NEW YORK and WALTHAM, Mass., April 06, 2026 (GLOBE NEWSWIRE) -- Dianthus Therapeutics, Inc. (Nasdaq: DNTH), a clinical-stage biotechnology company dedicated to developing next-generation therapies to transform the treatment of severe autoimmune diseases, today announced that it granted equity awards on April 1, 2026, to eight newly-hired, non-executive employees. The inducement grants were approved by the Company's independent Compensation Committee and were made as material inducements to acceptance of employment with Dianthus in accordance with Nasdaq Listing Rule 5635(c)(4).

The inducement grants consist of non-qualified stock options to purchase an aggregate of 135,000 shares of the Company's common stock with a 10-year term and an exercise price of $84.56 per share. The options vest as to 25% on the first anniversary of the vesting commencement date and in equal monthly installments for the following 36 months. The inducement grants are subject to the terms and conditions of the Dianthus Therapeutics, Inc. Equity Inducement Plan, and the terms and conditions of a stock option agreement.

About Dianthus Therapeutics
Dianthus Therapeutics, Inc. is a clinical-stage biotechnology company dedicated to developing next-generation therapies to transform the treatment of severe autoimmune diseases. Based in New York City and Waltham, Mass., Dianthus is comprised of an experienced team of biotech and pharma executives who aim to deliver transformative medicines for people living with severe autoimmune and inflammatory diseases.

To learn more, please visit www.dianthustx.com and follow us on LinkedIn

Contact
Jennifer Davis Ruff
Dianthus Therapeutics
jdavisruff@dianthustx.com


FAQ

What did Dianthus Therapeutics (DNTH) announce regarding inducement grants on April 6, 2026?

Dianthus announced inducement stock option grants made April 1, 2026 to eight new non‑executive hires. According to the company, the options total 135,000 shares, have a 10‑year term, and an exercise price of $84.56 per share.

How do the DNTH inducement options vest and when does vesting begin?

The options vest 25% on the first anniversary, then monthly over the following 36 months. According to the company, vesting follows the vesting commencement date and continues in equal monthly installments thereafter.

What is the financial term of the DNTH inducement stock options and exercise price?

The inducement options carry a 10‑year term with an exercise price of $84.56 per share. According to the company, the aggregate amount of options granted is 135,000 shares to eight hires.

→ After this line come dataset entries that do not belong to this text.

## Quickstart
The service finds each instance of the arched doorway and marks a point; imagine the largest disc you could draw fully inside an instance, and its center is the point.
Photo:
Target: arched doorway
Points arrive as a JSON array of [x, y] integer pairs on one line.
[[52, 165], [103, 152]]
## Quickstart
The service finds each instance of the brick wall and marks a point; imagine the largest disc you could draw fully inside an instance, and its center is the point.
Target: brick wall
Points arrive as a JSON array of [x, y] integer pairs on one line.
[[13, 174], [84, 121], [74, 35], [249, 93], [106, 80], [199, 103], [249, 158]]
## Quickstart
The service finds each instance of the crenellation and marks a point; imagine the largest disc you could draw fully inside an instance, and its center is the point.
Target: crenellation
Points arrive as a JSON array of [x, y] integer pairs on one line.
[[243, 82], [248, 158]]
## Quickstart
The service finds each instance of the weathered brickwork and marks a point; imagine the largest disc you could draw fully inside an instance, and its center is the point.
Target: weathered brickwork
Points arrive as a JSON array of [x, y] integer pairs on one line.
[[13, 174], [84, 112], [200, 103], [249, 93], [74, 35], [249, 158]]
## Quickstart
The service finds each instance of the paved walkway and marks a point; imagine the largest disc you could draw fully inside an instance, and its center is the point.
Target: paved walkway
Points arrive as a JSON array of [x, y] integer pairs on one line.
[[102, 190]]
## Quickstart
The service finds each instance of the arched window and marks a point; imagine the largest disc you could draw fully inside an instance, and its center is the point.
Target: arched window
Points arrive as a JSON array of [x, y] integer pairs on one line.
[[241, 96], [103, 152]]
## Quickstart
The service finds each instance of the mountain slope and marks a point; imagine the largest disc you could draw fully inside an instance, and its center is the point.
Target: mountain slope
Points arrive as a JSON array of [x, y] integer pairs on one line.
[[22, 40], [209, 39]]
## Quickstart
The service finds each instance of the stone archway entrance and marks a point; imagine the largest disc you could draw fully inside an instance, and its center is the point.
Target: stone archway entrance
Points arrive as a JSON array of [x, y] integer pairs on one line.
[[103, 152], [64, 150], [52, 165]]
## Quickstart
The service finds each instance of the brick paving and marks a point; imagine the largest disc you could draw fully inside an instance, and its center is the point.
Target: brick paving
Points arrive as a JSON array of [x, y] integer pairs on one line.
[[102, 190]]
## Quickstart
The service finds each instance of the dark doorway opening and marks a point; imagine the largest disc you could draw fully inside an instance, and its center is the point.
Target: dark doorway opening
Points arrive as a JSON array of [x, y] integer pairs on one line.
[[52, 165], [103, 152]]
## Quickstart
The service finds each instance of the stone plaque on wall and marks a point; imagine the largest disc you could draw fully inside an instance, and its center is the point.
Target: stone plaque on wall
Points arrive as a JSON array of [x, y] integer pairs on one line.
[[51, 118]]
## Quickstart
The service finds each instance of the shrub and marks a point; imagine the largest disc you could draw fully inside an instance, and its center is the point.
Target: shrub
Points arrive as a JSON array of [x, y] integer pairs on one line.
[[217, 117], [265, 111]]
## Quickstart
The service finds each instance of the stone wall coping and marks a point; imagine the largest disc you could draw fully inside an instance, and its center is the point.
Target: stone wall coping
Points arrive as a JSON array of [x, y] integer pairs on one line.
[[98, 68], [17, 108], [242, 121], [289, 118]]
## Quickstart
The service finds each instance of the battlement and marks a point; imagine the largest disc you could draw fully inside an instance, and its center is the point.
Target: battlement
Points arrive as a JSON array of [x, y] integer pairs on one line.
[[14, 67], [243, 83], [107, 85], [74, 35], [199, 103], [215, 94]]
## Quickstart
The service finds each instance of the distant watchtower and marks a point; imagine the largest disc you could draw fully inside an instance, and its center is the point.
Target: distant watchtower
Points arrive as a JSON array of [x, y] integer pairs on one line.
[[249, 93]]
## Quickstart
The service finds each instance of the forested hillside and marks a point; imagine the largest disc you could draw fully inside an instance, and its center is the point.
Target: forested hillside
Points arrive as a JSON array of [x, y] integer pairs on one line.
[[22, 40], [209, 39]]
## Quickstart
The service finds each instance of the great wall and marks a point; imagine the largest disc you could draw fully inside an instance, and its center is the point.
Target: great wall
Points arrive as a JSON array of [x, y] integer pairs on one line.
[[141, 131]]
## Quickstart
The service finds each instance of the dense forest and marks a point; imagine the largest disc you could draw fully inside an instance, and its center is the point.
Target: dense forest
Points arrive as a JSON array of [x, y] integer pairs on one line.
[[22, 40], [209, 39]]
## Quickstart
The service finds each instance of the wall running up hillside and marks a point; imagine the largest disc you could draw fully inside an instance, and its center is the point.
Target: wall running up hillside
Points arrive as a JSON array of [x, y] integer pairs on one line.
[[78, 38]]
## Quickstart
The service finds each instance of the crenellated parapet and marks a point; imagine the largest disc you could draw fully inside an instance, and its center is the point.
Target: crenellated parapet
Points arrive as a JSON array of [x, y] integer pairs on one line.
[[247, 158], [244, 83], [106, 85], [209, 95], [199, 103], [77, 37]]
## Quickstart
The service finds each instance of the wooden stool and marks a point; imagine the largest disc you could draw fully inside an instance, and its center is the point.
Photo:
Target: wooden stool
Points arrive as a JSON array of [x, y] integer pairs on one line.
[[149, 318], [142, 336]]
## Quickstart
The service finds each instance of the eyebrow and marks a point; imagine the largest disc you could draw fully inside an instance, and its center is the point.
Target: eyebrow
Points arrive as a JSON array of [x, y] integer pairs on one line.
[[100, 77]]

Under what authority were the DNTH inducement grants approved?

The inducement grants were approved as material inducements under Nasdaq Listing Rule 5635(c)(4). According to the company, the independent Compensation Committee approved the awards consistent with that Nasdaq rule.

Are the DNTH inducement grants subject to any plan or agreement terms?

Yes. The inducement grants are subject to the Dianthus Equity Inducement Plan and individual stock option agreements. According to the company, grant terms and conditions follow those governing documents and agreements.